The research team has developed the world's first memristor-based integrated system that can adapt to immediate environmental changes, and has presented an innovative solution that overcomes the limitations of existing technology.
< Figure 2. Background and foreground separation results of an image containing non-ideal characteristics of memristor devices (left). Real-time image separation results through on-device learning using the memristor computing chip developed by our research team (right). >
At the heart of this innovation is a next-generation semiconductor device called a memristor*. The variable resistance characteristics of this device can replace the role of synapses in neural networks, and by utilizing it, data storage and computation can be performed simultaneously, just like our brain cells.
*Memristor: A compound word of memory and resistor, next-generation electrical device whose resistance value is determined by the amount and direction of charge that has flowed between the two terminals in the past.

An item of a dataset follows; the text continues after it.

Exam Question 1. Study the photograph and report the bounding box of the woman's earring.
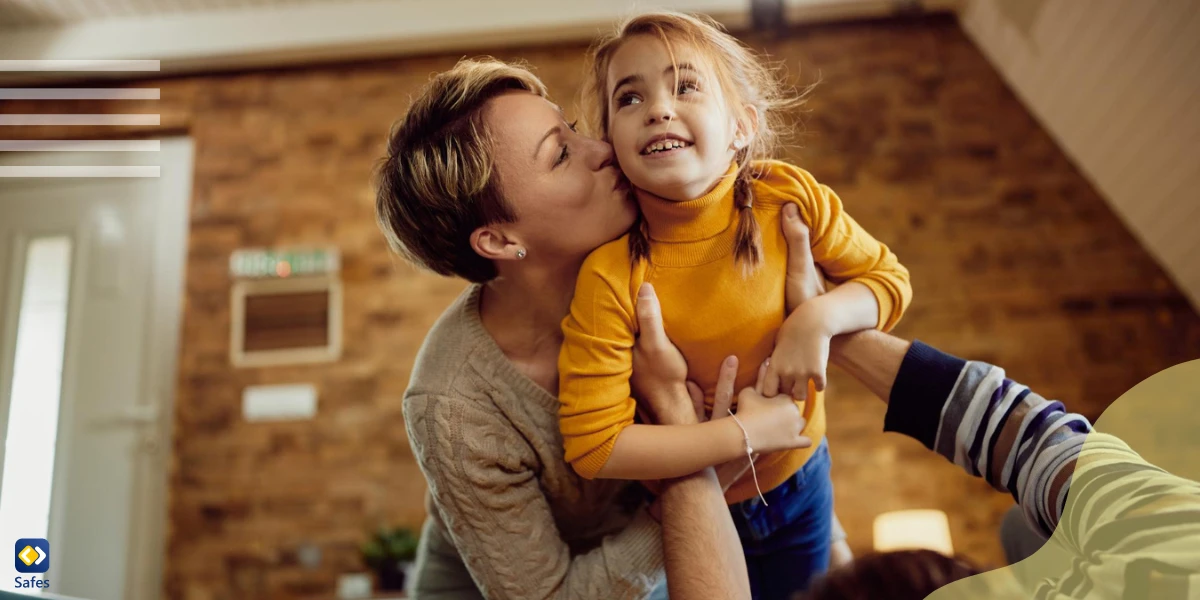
[733,138,746,150]
[516,248,527,259]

The research team designed a highly reliable memristor that can precisely control resistance changes and developed an efficient system that excludes complex compensation processes through self-learning. This study is significant in that it experimentally verified the commercialization possibility of a next-generation neuromorphic semiconductor-based integrated system that supports real-time learning and inference.
This technology will revolutionize the way artificial intelligence is used in everyday devices, allowing AI tasks to be processed locally without relying on remote cloud servers, making them faster, more privacy-protected, and more energy-efficient.

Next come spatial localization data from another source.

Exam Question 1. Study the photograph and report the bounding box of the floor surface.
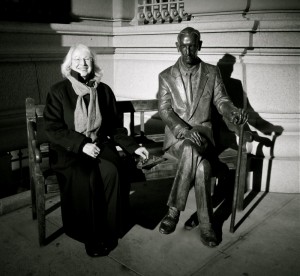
[0,180,299,276]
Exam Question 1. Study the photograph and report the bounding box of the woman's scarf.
[67,75,102,142]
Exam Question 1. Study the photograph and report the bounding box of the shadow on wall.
[217,53,284,136]
[208,53,285,237]
[216,53,284,161]
[0,0,78,23]
[0,1,79,198]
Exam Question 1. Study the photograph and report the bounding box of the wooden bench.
[26,97,251,246]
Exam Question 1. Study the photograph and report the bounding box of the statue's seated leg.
[159,139,203,234]
[194,158,218,247]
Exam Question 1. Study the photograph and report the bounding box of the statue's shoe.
[200,227,218,248]
[159,209,180,234]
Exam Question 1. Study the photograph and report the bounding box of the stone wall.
[0,0,299,193]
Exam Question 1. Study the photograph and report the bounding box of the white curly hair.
[61,43,103,83]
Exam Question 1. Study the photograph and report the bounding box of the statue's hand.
[230,108,248,125]
[184,129,206,147]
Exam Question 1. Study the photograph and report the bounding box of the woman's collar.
[70,70,86,83]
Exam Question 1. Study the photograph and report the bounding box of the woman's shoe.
[106,239,118,252]
[85,242,110,257]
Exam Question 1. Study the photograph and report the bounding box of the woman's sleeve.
[43,86,91,154]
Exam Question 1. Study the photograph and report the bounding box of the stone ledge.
[0,191,31,216]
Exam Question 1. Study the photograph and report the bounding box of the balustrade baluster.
[135,0,191,25]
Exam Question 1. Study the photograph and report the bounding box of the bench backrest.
[26,98,159,143]
[116,99,159,138]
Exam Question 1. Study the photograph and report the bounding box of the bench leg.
[35,172,46,246]
[30,175,37,220]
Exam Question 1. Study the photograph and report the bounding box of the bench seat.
[26,97,251,246]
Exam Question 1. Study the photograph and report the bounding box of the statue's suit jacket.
[158,58,236,151]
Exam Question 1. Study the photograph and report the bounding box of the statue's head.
[176,27,202,67]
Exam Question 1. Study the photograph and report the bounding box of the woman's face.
[71,47,93,79]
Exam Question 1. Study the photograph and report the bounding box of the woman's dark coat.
[43,79,139,243]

“This system is like a smart workspace where everything is within arm’s reach instead of having to go back and forth between desks and file cabinets,” explained KAIST researchers Hakcheon Jeong and Seungjae Han, who led the development of this technology. “This is similar to the way our brain processes information, where everything is processed efficiently at once at one spot.”
The research was conducted with Hakcheon Jeong and Seungjae Han, the students of Integrated Master's and Doctoral Program at KAIST School of Electrical Engineering being the co-first authors, the results of which was published online in the international academic journal, Nature Electronics, on January 8, 2025.

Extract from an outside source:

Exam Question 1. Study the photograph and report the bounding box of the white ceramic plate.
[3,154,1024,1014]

*Paper title: Self-supervised video processing with self-calibration on an analogue computing platform based on a selector-less memristor array ( https://doi.org/10.1038/s41928-024-01318-6 )
This research was supported by the Next-Generation Intelligent Semiconductor Technology Development Project, Excellent New Researcher Project and PIM AI Semiconductor Core Technology Development Project of the National Research Foundation of Korea, and the Electronics and Telecommunications Research Institute Research and Development Support Project of the Institute of Information & communications Technology Planning & Evaluation.